El sargento había escogido una emisora local de pop. Un grupo del que Grace nunca había oído hablar cantaba una canción rap espantosa, a un volumen mucho más alto de lo que sus oídos podían soportar.
– ¡Para empezar baja eso!
Branson obedeció.
– ¿Crees que tendría que pasarme…, cuando acabemos, quiero decir?
– Dios mío -dijo Grace-. Soy la última persona del planeta a quien pedir consejos matrimoniales. Mira qué desastre de vida tengo yo.
– Bueno, es distinto. Quiero decir que, bueno, podría ir a casa, ¿no?
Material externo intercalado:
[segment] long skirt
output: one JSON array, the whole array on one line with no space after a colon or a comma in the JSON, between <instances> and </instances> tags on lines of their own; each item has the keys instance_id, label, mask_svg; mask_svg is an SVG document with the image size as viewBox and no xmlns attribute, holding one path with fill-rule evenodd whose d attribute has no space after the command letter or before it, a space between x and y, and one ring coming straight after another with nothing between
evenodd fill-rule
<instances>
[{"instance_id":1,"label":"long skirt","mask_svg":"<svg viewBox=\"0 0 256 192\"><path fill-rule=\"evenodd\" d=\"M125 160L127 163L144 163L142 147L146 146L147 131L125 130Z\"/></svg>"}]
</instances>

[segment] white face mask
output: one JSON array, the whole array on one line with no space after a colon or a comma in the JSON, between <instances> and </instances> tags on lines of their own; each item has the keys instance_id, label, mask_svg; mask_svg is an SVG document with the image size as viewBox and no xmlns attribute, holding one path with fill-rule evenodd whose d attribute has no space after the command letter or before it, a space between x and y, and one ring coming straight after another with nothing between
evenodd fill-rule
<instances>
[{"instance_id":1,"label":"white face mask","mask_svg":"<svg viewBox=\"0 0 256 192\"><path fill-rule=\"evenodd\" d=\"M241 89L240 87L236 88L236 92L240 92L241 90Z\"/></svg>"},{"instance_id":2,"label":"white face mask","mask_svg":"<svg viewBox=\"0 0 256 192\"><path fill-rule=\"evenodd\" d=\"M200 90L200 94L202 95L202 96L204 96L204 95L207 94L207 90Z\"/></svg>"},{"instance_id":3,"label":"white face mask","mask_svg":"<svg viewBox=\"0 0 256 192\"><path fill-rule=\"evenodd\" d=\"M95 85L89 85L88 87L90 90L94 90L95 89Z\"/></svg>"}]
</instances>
– Legalmente, tienes derecho.
– No quiero montar una escena delante de los niños.
– Creo que deberías dejarle espacio. Dale un par de días, a ver si te llama.
– ¿Seguro que no te importa que me quede en tu casa? ¿No estaré cortándote el rollo ni nada? ¿Te parece bien?
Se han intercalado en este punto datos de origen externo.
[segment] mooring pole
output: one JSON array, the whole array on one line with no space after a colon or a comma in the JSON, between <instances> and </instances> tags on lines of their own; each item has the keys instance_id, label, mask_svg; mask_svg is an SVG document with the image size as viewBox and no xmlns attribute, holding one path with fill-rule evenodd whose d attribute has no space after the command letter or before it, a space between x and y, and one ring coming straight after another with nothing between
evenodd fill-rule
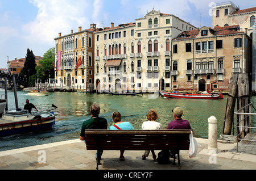
<instances>
[{"instance_id":1,"label":"mooring pole","mask_svg":"<svg viewBox=\"0 0 256 181\"><path fill-rule=\"evenodd\" d=\"M15 99L15 105L16 105L16 108L19 108L19 106L18 105L18 97L17 97L17 90L16 89L16 81L15 78L14 76L13 77L13 86L14 86L14 98Z\"/></svg>"}]
</instances>

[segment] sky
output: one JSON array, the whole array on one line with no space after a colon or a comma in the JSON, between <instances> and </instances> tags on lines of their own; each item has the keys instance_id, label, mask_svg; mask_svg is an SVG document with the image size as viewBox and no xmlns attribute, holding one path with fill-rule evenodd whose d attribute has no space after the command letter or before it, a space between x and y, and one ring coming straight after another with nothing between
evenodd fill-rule
<instances>
[{"instance_id":1,"label":"sky","mask_svg":"<svg viewBox=\"0 0 256 181\"><path fill-rule=\"evenodd\" d=\"M153 8L173 14L197 27L212 26L211 7L226 0L0 0L0 68L24 58L28 48L43 57L59 32L135 22ZM256 1L233 0L240 10Z\"/></svg>"}]
</instances>

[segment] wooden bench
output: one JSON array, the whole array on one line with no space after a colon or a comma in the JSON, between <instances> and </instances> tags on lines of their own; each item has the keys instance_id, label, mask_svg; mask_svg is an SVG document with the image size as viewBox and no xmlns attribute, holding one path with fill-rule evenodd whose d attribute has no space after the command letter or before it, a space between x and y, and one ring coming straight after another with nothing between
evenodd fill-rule
<instances>
[{"instance_id":1,"label":"wooden bench","mask_svg":"<svg viewBox=\"0 0 256 181\"><path fill-rule=\"evenodd\" d=\"M189 148L189 134L193 129L164 130L85 130L87 150L176 150L180 169L180 150ZM175 164L175 157L173 165ZM98 154L96 169L100 155Z\"/></svg>"}]
</instances>

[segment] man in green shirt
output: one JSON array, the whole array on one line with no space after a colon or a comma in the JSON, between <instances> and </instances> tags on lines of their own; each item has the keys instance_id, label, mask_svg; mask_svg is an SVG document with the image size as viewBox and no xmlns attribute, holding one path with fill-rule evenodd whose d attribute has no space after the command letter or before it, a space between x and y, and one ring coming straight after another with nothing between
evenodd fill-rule
<instances>
[{"instance_id":1,"label":"man in green shirt","mask_svg":"<svg viewBox=\"0 0 256 181\"><path fill-rule=\"evenodd\" d=\"M93 103L90 107L90 112L92 117L82 123L79 138L80 140L84 141L85 144L86 144L85 142L85 129L108 129L108 122L106 119L98 117L100 110L100 106ZM103 150L101 150L100 158L101 158L102 153ZM97 152L96 152L96 159L97 158L98 158Z\"/></svg>"}]
</instances>

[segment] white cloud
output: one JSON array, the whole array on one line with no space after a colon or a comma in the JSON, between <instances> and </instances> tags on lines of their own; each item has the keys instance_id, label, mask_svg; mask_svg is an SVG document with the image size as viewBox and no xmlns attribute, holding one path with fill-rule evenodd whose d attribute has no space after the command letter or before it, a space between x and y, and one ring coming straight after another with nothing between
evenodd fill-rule
<instances>
[{"instance_id":1,"label":"white cloud","mask_svg":"<svg viewBox=\"0 0 256 181\"><path fill-rule=\"evenodd\" d=\"M23 37L26 41L53 44L53 39L58 33L70 33L83 25L89 26L89 21L85 16L89 5L85 1L68 0L31 0L38 9L36 18L22 26L27 34ZM82 27L84 28L88 27Z\"/></svg>"}]
</instances>

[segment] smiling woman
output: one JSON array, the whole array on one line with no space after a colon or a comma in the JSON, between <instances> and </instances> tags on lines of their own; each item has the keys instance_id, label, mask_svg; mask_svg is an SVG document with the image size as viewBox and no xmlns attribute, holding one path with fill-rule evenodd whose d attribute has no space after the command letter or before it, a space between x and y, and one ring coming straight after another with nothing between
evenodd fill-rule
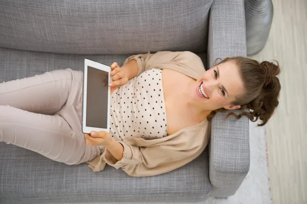
<instances>
[{"instance_id":1,"label":"smiling woman","mask_svg":"<svg viewBox=\"0 0 307 204\"><path fill-rule=\"evenodd\" d=\"M205 71L191 52L160 52L111 68L109 133L83 135L82 73L66 69L0 84L0 141L94 171L107 163L151 176L198 157L216 112L250 108L235 116L264 124L278 104L279 68L269 62L227 58Z\"/></svg>"},{"instance_id":2,"label":"smiling woman","mask_svg":"<svg viewBox=\"0 0 307 204\"><path fill-rule=\"evenodd\" d=\"M216 80L220 79L221 92L227 92L222 85L224 84L230 93L228 97L230 100L229 105L214 109L208 115L208 119L216 112L226 109L247 108L252 111L249 113L244 112L238 116L234 113L230 113L228 116L233 115L238 119L246 115L253 121L260 119L262 122L259 125L265 125L278 106L281 85L277 76L280 69L276 62L277 65L268 61L259 63L249 58L237 57L227 58L213 67L211 69L214 70L215 78ZM226 79L221 78L220 72L226 75Z\"/></svg>"}]
</instances>

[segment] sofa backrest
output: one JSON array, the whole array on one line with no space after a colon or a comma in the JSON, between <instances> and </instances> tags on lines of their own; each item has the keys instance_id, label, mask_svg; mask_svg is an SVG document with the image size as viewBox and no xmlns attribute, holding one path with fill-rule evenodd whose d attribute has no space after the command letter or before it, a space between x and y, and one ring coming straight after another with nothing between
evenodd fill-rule
<instances>
[{"instance_id":1,"label":"sofa backrest","mask_svg":"<svg viewBox=\"0 0 307 204\"><path fill-rule=\"evenodd\" d=\"M79 54L206 49L213 0L0 0L0 47Z\"/></svg>"}]
</instances>

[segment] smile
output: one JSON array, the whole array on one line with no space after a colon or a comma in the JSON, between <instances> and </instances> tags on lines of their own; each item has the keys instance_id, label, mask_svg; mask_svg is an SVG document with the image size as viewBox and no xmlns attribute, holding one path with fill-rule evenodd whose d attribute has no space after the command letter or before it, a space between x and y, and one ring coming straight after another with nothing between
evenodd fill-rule
<instances>
[{"instance_id":1,"label":"smile","mask_svg":"<svg viewBox=\"0 0 307 204\"><path fill-rule=\"evenodd\" d=\"M202 98L205 97L206 98L209 99L209 97L208 96L208 95L207 95L207 93L204 90L204 86L203 86L202 82L201 83L199 87L198 87L197 90L196 90L196 92L198 93L198 95L199 95L201 97L202 97Z\"/></svg>"}]
</instances>

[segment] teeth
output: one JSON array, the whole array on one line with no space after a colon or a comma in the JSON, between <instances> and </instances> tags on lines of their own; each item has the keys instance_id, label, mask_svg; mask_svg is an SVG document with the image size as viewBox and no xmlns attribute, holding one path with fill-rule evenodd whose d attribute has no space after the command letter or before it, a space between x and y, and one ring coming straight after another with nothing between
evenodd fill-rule
<instances>
[{"instance_id":1,"label":"teeth","mask_svg":"<svg viewBox=\"0 0 307 204\"><path fill-rule=\"evenodd\" d=\"M206 93L205 93L205 91L204 91L204 87L203 86L203 84L202 84L201 85L201 86L200 86L199 91L200 92L200 93L201 94L203 95L206 98L209 98L209 97L208 97L208 96L207 95L207 94L206 94Z\"/></svg>"}]
</instances>

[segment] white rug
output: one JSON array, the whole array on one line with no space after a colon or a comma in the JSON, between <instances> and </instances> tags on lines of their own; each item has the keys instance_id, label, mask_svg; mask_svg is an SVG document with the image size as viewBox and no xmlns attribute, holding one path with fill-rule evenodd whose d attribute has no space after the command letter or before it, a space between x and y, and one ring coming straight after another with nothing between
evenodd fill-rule
<instances>
[{"instance_id":1,"label":"white rug","mask_svg":"<svg viewBox=\"0 0 307 204\"><path fill-rule=\"evenodd\" d=\"M204 202L193 203L271 204L273 203L269 183L265 128L258 127L256 123L250 122L250 138L251 152L250 170L236 193L227 199L218 199L210 197ZM114 203L109 203L114 204ZM129 202L120 202L120 203L136 203Z\"/></svg>"},{"instance_id":2,"label":"white rug","mask_svg":"<svg viewBox=\"0 0 307 204\"><path fill-rule=\"evenodd\" d=\"M272 203L270 192L265 128L250 122L251 165L236 193L226 199L210 198L202 204Z\"/></svg>"}]
</instances>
– Por supuesto -dijo Grace, apretando los dientes.
Branson, que percibió una ausencia de entusiasmo en su voz, dijo:
– Podría ir a un hotel, si lo prefieres.
– Eres mi amigo -dijo Grace-. Los amigos cuidan los unos de los otros.
Branson giró a la derecha en una calle ancha y elegante, flanqueada a ambos lados de casas adosadas de la Regencia que en su día fueron espléndidas. Redujo, luego paró delante de los tres portales del Lansdowne Place Hotel, apagó el motor y, gracias a Dios, pensó Grace, quitó la música. Luego desconectó las luces.
Poco tiempo atrás, este lugar había sido un viejo vertedero de dos estrellas, habitado por un puñado de huéspedes ancianos y algunos turistas pobres que optaban por viajes organizados de bajo presupuesto. Ahora lo habían transformado en uno de los hoteles más modernos de la ciudad.
Bajaron del coche y entraron deslumbrados por un derroche kitsch de velvetón púrpura, cromo y dorado; se dirigieron al mostrador de recepción. La recepcionista, alta y escultural, que llevaba una blusa negra y un flequillo negro a lo Bettie Page, los saludó con una sonrisa. La chapa dorada de la solapa decía: «GRETA».
Grace le mostró su placa.
– Soy el comisario Grace del Departamento de Investigación Criminal de Sussex. A mi compañero y a mí nos gustaría hablar con un huésped que se registró hace un rato. El señor Brian Bishop.
Su sonrisa adquirió los movimientos de un globo deshinchándose mientras miraba la pantalla del ordenador y pulsaba el teclado.
– ¿El señor Brian Bishop?
– Sí.
– Un momento, caballeros. -Levantó el teléfono y pulsó un par de números. Al cabo de un minuto más o menos, colgó el auricular-. Lo siento, parece que no contesta.
– Estamos preocupados por esta persona. ¿Podríamos subir a su habitación?
La chica se sintió totalmente desconcertada.
– Tengo que hablar con el director -respondió.
– De acuerdo -contestó Grace.
Cinco minutos después, por segunda vez en una hora, se encontró entrando en otra habitación de hotel vacía.